17.05.16
Reshaping NHS workforce is ‘urgent and essential’
Reshaping the NHS workforce to meet changing and growing pressures is “urgent and essential”, the Nuffield Trust has said in a new report.
The report, ‘Reshaping the workforce to deliver the care patients need’, says that reshaping the workforce must include existing staff as well as training, and is vital for delivering the Five Year Forward View, which focuses on shifting the NHS from treating to preventing problems.
It predicts that in the future, patients will take an active role in their care and almost all care will be supplied by non-medical staff, with medical staff acting as master diagnosticians and decision-makers.
Candace Imison, report author and Nuffield Trust director of policy, said: “Our research shows that reshaping the NHS workforce can offer huge opportunities – for patients, through improved health outcomes, and for staff, through more rewarding roles and better career pathways.
“But we stress in our report that this is not simply a ‘nice to do’ – it is urgent, and essential if the health service is to find a sustainable balance between available funding, patient needs and staff needs, and deliver services fit for the 21st century.”
However, Katherine Murphy, chief executive of the Patients Association said that if the proposals are implemented then it is important that all practitioners understand where the boundaries lie between the various roles, and that staff at every level are regulated to ensure that patient safety is not compromised.
“The nurses and carers will need to recognise when to refer on patients to more high-qualified or experienced staff,” she said. “Care should be taken to ensure that patients are not confused by the emerging new roles and responsibilities, and that they know who is caring for them. Patients will need to be given information about the care that they can expect from different levels of carers and nurses, and to be made aware that they perhaps will not always be treated by a doctor.”
‘No headspace’ for workforce restructure without more funding
The report warns that changing staff roles without careful planning could increase demand and cost while undermining quality of care, and that financial pressures on the NHS mean there is “no headspace” to make the staffing decisions required.
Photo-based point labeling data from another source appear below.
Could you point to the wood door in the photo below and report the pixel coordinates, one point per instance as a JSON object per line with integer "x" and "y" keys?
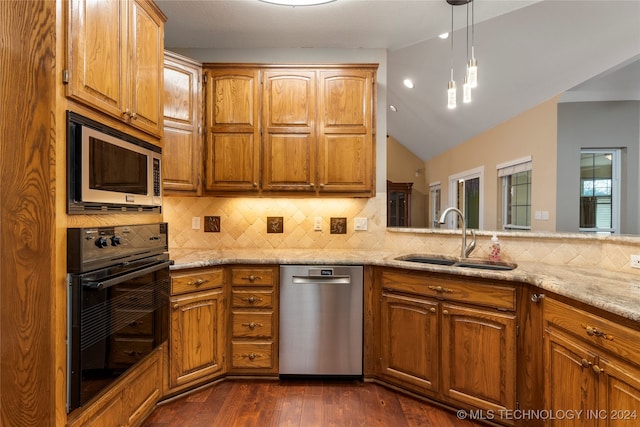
{"x": 182, "y": 161}
{"x": 619, "y": 393}
{"x": 197, "y": 336}
{"x": 232, "y": 152}
{"x": 145, "y": 76}
{"x": 478, "y": 357}
{"x": 346, "y": 147}
{"x": 570, "y": 382}
{"x": 409, "y": 341}
{"x": 289, "y": 140}
{"x": 97, "y": 37}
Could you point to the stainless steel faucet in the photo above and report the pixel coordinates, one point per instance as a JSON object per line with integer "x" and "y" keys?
{"x": 464, "y": 251}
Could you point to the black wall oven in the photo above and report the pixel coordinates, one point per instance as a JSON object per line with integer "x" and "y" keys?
{"x": 118, "y": 303}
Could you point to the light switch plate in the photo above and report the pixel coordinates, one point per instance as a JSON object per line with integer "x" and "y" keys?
{"x": 195, "y": 223}
{"x": 360, "y": 224}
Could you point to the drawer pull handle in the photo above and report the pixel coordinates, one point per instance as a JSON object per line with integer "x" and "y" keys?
{"x": 595, "y": 332}
{"x": 440, "y": 289}
{"x": 198, "y": 283}
{"x": 252, "y": 325}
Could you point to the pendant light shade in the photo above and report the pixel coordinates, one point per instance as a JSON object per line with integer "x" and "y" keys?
{"x": 471, "y": 75}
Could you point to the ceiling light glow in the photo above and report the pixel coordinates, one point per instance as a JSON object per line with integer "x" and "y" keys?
{"x": 298, "y": 2}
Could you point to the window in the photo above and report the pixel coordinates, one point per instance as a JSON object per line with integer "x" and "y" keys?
{"x": 515, "y": 181}
{"x": 599, "y": 190}
{"x": 466, "y": 192}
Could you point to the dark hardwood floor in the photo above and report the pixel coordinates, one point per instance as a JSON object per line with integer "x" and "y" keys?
{"x": 252, "y": 403}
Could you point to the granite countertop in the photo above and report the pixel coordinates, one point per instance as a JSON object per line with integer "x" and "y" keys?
{"x": 614, "y": 292}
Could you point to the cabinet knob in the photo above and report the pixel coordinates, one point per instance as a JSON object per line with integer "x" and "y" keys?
{"x": 252, "y": 325}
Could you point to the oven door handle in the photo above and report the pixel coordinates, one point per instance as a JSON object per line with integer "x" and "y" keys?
{"x": 114, "y": 281}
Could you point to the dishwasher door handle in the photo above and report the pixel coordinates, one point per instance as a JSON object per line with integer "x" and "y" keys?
{"x": 320, "y": 280}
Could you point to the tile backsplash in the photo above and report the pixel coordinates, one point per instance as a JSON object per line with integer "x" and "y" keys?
{"x": 243, "y": 224}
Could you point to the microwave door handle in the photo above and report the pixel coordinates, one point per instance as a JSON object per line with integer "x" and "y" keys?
{"x": 110, "y": 282}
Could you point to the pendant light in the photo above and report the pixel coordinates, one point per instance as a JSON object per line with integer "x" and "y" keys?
{"x": 451, "y": 88}
{"x": 466, "y": 87}
{"x": 473, "y": 64}
{"x": 471, "y": 74}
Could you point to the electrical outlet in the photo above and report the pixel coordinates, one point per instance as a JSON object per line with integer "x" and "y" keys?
{"x": 360, "y": 224}
{"x": 195, "y": 223}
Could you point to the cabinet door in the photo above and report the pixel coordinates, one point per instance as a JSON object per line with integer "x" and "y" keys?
{"x": 478, "y": 357}
{"x": 197, "y": 336}
{"x": 409, "y": 341}
{"x": 289, "y": 141}
{"x": 97, "y": 34}
{"x": 182, "y": 152}
{"x": 619, "y": 393}
{"x": 345, "y": 155}
{"x": 232, "y": 158}
{"x": 144, "y": 79}
{"x": 570, "y": 382}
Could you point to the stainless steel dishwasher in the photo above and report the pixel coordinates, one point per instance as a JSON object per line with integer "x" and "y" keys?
{"x": 321, "y": 320}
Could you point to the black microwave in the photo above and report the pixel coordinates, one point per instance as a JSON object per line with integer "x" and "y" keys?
{"x": 110, "y": 171}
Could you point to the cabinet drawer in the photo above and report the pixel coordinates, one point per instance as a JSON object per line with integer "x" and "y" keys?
{"x": 248, "y": 299}
{"x": 199, "y": 280}
{"x": 252, "y": 355}
{"x": 252, "y": 324}
{"x": 482, "y": 293}
{"x": 598, "y": 331}
{"x": 252, "y": 276}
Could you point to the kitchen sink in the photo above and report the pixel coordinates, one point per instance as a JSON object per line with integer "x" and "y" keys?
{"x": 428, "y": 259}
{"x": 487, "y": 265}
{"x": 456, "y": 262}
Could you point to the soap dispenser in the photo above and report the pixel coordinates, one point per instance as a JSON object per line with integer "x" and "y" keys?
{"x": 494, "y": 249}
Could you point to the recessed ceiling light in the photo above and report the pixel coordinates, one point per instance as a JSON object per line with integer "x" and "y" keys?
{"x": 298, "y": 2}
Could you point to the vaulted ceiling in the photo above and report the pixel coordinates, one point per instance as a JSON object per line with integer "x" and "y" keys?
{"x": 527, "y": 51}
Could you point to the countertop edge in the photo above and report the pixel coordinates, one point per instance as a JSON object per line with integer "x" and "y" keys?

It says that training budgets are being cut when they require expansion. The Nuffield Trust called for the Health Education England (HEE) budget to be ring-fenced to ensure this, and for HEE to work with NHS Improvement and the Care Quality Commission to ensure that workforce development aligns with healthcare policy.
Other recommendations include introducing national competence frameworks for staff in extended and advanced roles, reviewing legal indemnity arrangements for primary care staff and expanding the limited role of physician associates.
The Nuffield Trust also said that local NHS boards need to make workforce development and planning a central part of their local sustainability and transformation plan, supported by senior and frontline staff and links with local training bodies.
Janet Davies, chief executive and general secretary of the Royal College of Nursing, said: “Care has changed from being based on short term instances of illness or injury, to being overwhelmingly about managing long term complex conditions.
“Health service roles and the way people are trained for them must reflect this new reality and building a workforce to deal with these new challenges requires serious investment.
“Flexibility and expanded nursing roles will be vital to the NHS’s future and so it’s crucial that a training and funding system is put in place that reflects nursing’s future contribution.”
Daniel Mortimer, chief executive of NHS Employers, which commissioned the report, said he was “delighted” with the findings and that the NHS would now seek to “take forward” the report’s recommendations.
Saffron Cordery, director of policy and strategy at NHS Providers, added that there is a huge workforce challenge in the NHS but with that also comes opportunity.
“Today’s report rightly makes it clear that this is not just about training more staff, or even about creating new roles, it is also about developing, training and equipping the existing workforce, especially the vast non-medical workforce,” she said.
“This should result in a more stable substantive workforce with reduced reliance on temporary staff and outsourcing. This will help improve continuity and better patient care by closing the gap between what patients need and the skills available to care for them.”
A recent Public Accounts Committee report criticised government policy for contributing to shortages of clinical staff across the NHS.